Dans l’ensemble de la presse française, constituée essentiellement de journaux alignés sur les doxas de l’époque, la lecture du Monde Diplomatique constitue une bouffée d’air frais. Citons les positions prises sur le conflit russo-ukrainien, qui montrent une hauteur de vue qu’on ne retrouve pas dans L’Express par exemple. Récemment, Serge Halimi a quitté ses fonctions de directeur de la revue, poste qu’il tenait avec un grand succès depuis 2008, et a été remplacé par Benoît Bréville, ancien rédacteur en chef adjoint. Le nouveau directeur a pris ses fonctions le 1er février 2023.
Un nouveau directeur discret
Les informations disponibles sur le nouveau patron de la revue ne sont pas nombreuses. Né en 1983, Benoît Bréville est historien de formation. En 2011, il soutient une thèse à Paris I sous la direction d’Anne Fourcault, dans laquelle il fait une étude comparée entre les stratégies de lutte contre la pauvreté, appliquées dans une ville du Canada et celles appliquées à Saint-Denis, en France. De ses travaux il tire certains articles, comme celui intitulé Un miroir de la prolophobie, publié dans le Monde Diplomatique en juillet 2022. Dans ce papier, Bréville explique la mauvaise réputation de la Seine-Saint-Denis pour des raisons purement économiques. Ce département fait historiquement partie d’une ceinture noire autour de Paris qui, de tout temps, a fait trembler les milieux bourgeois.

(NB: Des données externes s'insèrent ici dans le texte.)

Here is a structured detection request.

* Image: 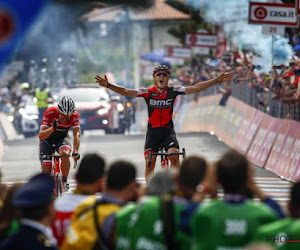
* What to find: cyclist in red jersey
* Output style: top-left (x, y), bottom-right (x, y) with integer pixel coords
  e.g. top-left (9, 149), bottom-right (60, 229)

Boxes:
top-left (39, 96), bottom-right (80, 190)
top-left (95, 65), bottom-right (233, 181)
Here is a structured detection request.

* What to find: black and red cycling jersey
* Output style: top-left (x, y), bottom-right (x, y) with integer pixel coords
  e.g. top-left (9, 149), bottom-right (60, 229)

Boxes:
top-left (41, 107), bottom-right (80, 145)
top-left (137, 85), bottom-right (185, 128)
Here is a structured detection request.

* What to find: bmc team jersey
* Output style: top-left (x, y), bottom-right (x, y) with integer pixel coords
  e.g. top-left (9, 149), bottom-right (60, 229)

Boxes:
top-left (51, 193), bottom-right (88, 246)
top-left (41, 107), bottom-right (80, 145)
top-left (190, 200), bottom-right (277, 250)
top-left (137, 85), bottom-right (185, 128)
top-left (254, 218), bottom-right (300, 250)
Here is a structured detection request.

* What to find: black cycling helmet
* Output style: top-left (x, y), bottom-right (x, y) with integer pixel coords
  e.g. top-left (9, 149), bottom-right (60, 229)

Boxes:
top-left (57, 96), bottom-right (75, 115)
top-left (153, 64), bottom-right (171, 75)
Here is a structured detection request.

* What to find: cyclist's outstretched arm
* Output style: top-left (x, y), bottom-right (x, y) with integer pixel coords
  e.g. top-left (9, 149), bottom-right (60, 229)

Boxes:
top-left (95, 75), bottom-right (138, 97)
top-left (185, 72), bottom-right (233, 95)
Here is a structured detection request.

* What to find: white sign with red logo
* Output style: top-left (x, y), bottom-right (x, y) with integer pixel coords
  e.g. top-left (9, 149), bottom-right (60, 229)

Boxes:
top-left (261, 24), bottom-right (285, 36)
top-left (249, 2), bottom-right (298, 27)
top-left (185, 33), bottom-right (218, 48)
top-left (192, 47), bottom-right (209, 55)
top-left (164, 46), bottom-right (192, 59)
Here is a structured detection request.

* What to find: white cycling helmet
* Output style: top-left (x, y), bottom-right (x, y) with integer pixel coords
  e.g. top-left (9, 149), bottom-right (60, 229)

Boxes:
top-left (58, 96), bottom-right (75, 115)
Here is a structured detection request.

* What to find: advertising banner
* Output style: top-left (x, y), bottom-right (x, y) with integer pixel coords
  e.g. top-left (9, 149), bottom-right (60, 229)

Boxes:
top-left (249, 2), bottom-right (298, 27)
top-left (247, 115), bottom-right (281, 167)
top-left (265, 119), bottom-right (291, 176)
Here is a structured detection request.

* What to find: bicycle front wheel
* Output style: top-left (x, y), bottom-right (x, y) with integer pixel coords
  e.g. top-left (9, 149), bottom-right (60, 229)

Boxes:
top-left (55, 173), bottom-right (63, 197)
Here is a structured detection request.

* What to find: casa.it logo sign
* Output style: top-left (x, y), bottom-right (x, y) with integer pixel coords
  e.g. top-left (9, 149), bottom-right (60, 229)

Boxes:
top-left (254, 6), bottom-right (268, 20)
top-left (0, 7), bottom-right (15, 44)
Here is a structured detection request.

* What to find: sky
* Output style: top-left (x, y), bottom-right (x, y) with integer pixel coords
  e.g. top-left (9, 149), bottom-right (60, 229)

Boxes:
top-left (186, 0), bottom-right (293, 71)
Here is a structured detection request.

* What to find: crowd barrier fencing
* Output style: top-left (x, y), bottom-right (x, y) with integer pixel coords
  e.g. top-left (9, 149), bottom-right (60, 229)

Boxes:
top-left (179, 94), bottom-right (300, 181)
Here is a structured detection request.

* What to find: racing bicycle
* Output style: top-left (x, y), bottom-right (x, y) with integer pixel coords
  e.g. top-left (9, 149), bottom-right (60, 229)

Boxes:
top-left (148, 146), bottom-right (186, 168)
top-left (42, 153), bottom-right (77, 197)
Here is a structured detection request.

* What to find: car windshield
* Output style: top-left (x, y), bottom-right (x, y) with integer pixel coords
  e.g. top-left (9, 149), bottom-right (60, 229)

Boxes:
top-left (59, 88), bottom-right (109, 102)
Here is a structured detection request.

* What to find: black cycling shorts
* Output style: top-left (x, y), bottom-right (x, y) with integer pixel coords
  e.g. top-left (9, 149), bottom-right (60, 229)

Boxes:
top-left (145, 128), bottom-right (179, 153)
top-left (39, 137), bottom-right (72, 162)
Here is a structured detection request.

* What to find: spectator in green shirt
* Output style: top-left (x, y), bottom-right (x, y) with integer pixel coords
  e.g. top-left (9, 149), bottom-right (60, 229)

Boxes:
top-left (190, 150), bottom-right (277, 250)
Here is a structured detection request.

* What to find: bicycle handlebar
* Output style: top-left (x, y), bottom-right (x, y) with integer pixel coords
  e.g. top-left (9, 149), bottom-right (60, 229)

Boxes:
top-left (42, 153), bottom-right (78, 169)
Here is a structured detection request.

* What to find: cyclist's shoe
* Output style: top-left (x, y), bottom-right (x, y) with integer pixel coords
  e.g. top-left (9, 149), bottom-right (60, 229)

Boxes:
top-left (63, 182), bottom-right (70, 192)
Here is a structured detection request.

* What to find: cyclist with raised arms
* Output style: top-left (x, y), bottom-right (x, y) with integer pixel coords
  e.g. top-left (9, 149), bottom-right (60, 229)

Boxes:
top-left (39, 96), bottom-right (80, 190)
top-left (95, 65), bottom-right (233, 181)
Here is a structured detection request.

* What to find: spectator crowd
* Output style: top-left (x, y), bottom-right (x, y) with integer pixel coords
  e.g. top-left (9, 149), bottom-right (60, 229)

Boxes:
top-left (0, 149), bottom-right (300, 250)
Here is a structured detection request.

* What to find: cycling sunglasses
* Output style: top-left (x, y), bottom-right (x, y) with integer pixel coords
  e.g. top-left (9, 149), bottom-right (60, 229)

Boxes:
top-left (155, 72), bottom-right (169, 77)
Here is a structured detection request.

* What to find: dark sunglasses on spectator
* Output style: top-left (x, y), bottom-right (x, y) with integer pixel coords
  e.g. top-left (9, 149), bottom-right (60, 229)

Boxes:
top-left (155, 72), bottom-right (168, 77)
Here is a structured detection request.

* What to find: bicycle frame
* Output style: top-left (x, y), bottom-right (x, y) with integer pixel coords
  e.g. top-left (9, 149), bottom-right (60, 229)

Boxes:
top-left (148, 148), bottom-right (186, 168)
top-left (43, 153), bottom-right (77, 197)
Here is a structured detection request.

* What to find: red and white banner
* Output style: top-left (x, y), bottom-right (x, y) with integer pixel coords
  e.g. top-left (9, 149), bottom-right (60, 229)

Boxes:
top-left (284, 123), bottom-right (300, 181)
top-left (247, 115), bottom-right (281, 167)
top-left (233, 105), bottom-right (256, 155)
top-left (249, 2), bottom-right (298, 27)
top-left (185, 33), bottom-right (218, 48)
top-left (265, 119), bottom-right (292, 176)
top-left (164, 45), bottom-right (192, 60)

In fine selon l’auteur, les poncifs lancés autour de ce département, tels que son islamisation ou son insécurité, croissantes toutes deux, ne seraient que des « paniques, généralement forgées dans les milieux bourgeois et parisiens, mais qui finissent par gagner de larges fractions de la société »[1]. De là Bréville conclut : « Depuis deux siècles, les fantasmes accolés à la Seine-Saint-Denis ne se sont jamais réalisés. Les apaches n’ont pas déferlé sur la capitale, pas plus que les ouvriers ivrognes, les communistes hirsutes ou les moudjahidin embusqués dans les cités »[2]. Le retour des classes dangereuses en quelque sorte, une analyse en partie exacte mais incomplète marquant aussi un aveuglement devant le changement de population du 9 cube, un constat pourtant banal.
Ce papier, assez classique pour un journaliste mainstream, pourrait illustrer certains biais du nouveau directeur du Monde Diplomatique. Dans un autre article en date d’avril 2022, concernant les réfugiés Ukrainiens et intitulé Imaginons…, Benoît Bréville note, en relevant le silence des partis considérés comme d’extrême droite sur les venues de réfugiés ukrainiens, que : « Si l’on veut briguer l’asile dans l’Union, mieux vaut à l’évidence être chrétien, blanc et opposé à M. Vladimir Poutine. »[3]. On pourrait facilement retourner la phrase pour le camp adverse, au moins pour les deux premiers adjectifs.
Contre-exemple
Outre ses papiers dans le Monde Diplomatique, dont il était auparavant rédacteur en chef, Bréville intervient pour d’autres médias. Citons Europe 1, France Culture, Acrimed ou encore Manière de voir, le bimestriel du Monde Diplomatique. Dans une émission sur Europe 1 en 2014, animée par Frédéric Taddeï, l’actuel directeur du Monde Diplomatique souligne que ce sont les États-Unis qui ont créé les conditions propices à la guerre froide, et pas l’URSS avec son rideau de fer contrairement à une idée reçue. Il s’agit d’une prise de position à rebours, rejoignant la hauteur de vue que prend souvent le Monde Diplomatique.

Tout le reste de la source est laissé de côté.